Johan sighed, “think there try again?” 
“no way,” Izaak said he pointed behind them at the barge Kastell that was sinking in the shallow water off shore, sinking on purposes to make a very stable fire platform for the large number of Howitzers on it. 
“see that, no way they dare attack us with that there, we would crush them.”


----------



## dragonkingofthestars (May 3, 2010)

*Chapter 4*

_“contrary to what most people think Emperor Richter was not anti elf, he responded as he saw fit, a bit heavy handed but not badly all things taken.”_

Johan and Izaak were clearing some trees so the Howitzers would have the full firring range. 
Izaak looked up absently and started 
“what?” Johan said 
“DRAGONS!” the cry spread from man to man and a few men fired upon them, pointless, they could not possible hit them from that range with smooth bores. 

Men ran back to trenches dug into soft sand as the dragons swept low one swung right over Johans head and breathed flame sweeping the platoon in front of him into glass. 

The blast of heat swept over him and the glare blinded him, falling over backward he stood back up soon and saw the sand turned to glass in front of him. Another dragon swept low, grabbing his off the ground he fired upon it. 

The gun bucked into his shoulder and he think he saw sparks fly off its golden yellow scales but not sure. The dragons flame his men who crowded round a Gatling gun trying to bring it down. There was a explosion as the powder in the magazine and molten steel and brass flew ever ware. 

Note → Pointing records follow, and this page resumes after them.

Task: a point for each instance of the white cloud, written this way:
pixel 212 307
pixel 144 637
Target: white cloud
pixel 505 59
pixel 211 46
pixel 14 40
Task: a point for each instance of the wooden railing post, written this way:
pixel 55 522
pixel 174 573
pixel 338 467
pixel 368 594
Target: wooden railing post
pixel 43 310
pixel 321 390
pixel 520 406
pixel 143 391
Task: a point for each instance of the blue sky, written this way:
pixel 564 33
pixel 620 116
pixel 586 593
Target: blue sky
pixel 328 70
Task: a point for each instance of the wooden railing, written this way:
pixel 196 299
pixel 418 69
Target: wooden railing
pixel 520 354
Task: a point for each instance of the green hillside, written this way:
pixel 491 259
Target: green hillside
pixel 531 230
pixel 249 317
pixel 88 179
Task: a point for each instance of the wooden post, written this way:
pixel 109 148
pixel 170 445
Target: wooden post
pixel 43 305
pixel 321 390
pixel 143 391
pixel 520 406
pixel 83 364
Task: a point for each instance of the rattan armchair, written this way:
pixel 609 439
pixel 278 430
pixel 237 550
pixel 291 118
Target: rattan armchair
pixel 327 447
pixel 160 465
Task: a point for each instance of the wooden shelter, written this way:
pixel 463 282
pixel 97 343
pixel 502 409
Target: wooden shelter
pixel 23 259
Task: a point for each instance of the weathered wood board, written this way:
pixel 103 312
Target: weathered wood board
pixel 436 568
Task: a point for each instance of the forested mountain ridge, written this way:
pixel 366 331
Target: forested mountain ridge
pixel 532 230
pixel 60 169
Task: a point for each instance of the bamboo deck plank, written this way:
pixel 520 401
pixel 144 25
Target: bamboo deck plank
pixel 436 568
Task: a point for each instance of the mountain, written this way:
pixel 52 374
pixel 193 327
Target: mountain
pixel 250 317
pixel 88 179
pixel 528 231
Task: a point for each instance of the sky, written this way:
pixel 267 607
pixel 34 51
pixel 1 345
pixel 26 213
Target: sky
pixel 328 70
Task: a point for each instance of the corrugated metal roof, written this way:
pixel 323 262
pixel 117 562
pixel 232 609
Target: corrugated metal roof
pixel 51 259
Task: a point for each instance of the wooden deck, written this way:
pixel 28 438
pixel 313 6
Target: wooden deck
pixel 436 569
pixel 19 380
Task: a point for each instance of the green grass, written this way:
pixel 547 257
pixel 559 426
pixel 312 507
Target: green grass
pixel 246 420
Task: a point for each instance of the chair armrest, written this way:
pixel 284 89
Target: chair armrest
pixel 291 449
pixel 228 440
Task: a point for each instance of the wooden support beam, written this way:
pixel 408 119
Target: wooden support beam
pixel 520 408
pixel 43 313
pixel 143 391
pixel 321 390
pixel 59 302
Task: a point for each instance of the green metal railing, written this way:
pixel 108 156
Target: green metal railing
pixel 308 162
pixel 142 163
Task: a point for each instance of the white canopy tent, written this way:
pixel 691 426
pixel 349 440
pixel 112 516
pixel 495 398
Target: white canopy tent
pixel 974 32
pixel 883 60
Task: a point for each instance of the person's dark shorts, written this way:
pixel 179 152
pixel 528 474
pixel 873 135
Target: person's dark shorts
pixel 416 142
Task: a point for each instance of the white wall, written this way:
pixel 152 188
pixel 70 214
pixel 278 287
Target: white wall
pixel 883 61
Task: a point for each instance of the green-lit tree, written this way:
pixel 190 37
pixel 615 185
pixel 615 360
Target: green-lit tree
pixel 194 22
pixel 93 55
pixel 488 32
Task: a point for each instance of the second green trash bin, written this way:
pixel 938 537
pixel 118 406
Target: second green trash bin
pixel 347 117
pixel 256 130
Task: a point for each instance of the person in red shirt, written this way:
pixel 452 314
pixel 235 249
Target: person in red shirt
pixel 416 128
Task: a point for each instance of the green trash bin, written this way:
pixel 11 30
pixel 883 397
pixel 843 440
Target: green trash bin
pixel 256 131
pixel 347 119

The dragons flew over the line and started to fly straight for the battleships and transports off the coast.

Commanders gave order and soon a weapon built just to take out dragons was rolled out on the top deck, a 32 mm revolver cannon the Puckle gun.

Firing at a aimed rate of one every other second the heavy rounds arched out and hit the dragons as conventional cannons filled the air with canister. 

A sun dragon swept low and blasted flame into side of a troop transport as it magazine went up in flame. The shock wave from the explosion stunned it for a second and a battleship volleyed with its cannons the massive volley of 62 cannons punched though wing, muscle and scale a like and it fell screaming into the ocean. 

The Puckle guns punched though wing membrane as they had been told to and the dragons began to fly off, there wounds forcing them back, save one. 

His wings were so torn that it fell out of the air upon the beach. Standing up surrounded by men it started to lay waste to the troops around cutting them in half with it claws while the elf atop it used his long bow to max effect stabbing though men like kabobs.

A cannon team aimed a cannon at it, only for there hands to be stopped from firing it by a engineer, making a handful of changes to the aim he still stayed there hand, then gave the order.

The 12 pound cannon ball fired just as the dragon arced its head back, the ball and brain connected turning the dragons head into so much pudding. The dragon fell dead and the high elf atop it was shot by eight men at once.

Johan panted rapidly working a ramrod to load his musket as fast as he could his face sporting a minnor burn. A man to his left asked 
“now what?” 
Izaak smiled “we could eat it.” 
“can you eat dragon?” another said 
“don't know, can't be worse then a hardtack biscuit though.”
Johan walked away 
“well knock you self out I am not going to risk it.” 

In the court of the Empire in Pressien Emperor Richter Von Gbchoff looked across the city, the billowing smoke stacks the hammers of industry pounding, the line of men training out side the city the men of war, the fields of grain stretching out from the city out word, the scythes of the work men raising and lowering,
A far cry from what the oldest men remembered of Sylvania.
The door behind him opened “emperor, the Ambassador wish to see you.” Richter sighed, it was bound to happen.
“send him in.” 
“yes my,,” before he could finish the Ambassador from Kislev barged in, a thick barrel chested man with a thick accent and mustache that was the same color of his red hair, 
“What the HELL are you doing!” and had voice like a bucket of toads.

“what do you mean.” Horshe stormed into the room. 
“ you know what I mean! Breton was bad enough but Ulthuan? Whats next? Tilla? Kislev?!”

The heavy great swordsmen that guarded the Emperor moved forward feeling him threatened by the thick Kislevite, they were waved back by Richter. 

“need I remind you the fact the High Elves attacked us first? Iteran? Emperor Otto Grisden?” 

“what about Breton”
“Otto did that not me.” 
“and yet you have held on to it.” there was no reply to to that. 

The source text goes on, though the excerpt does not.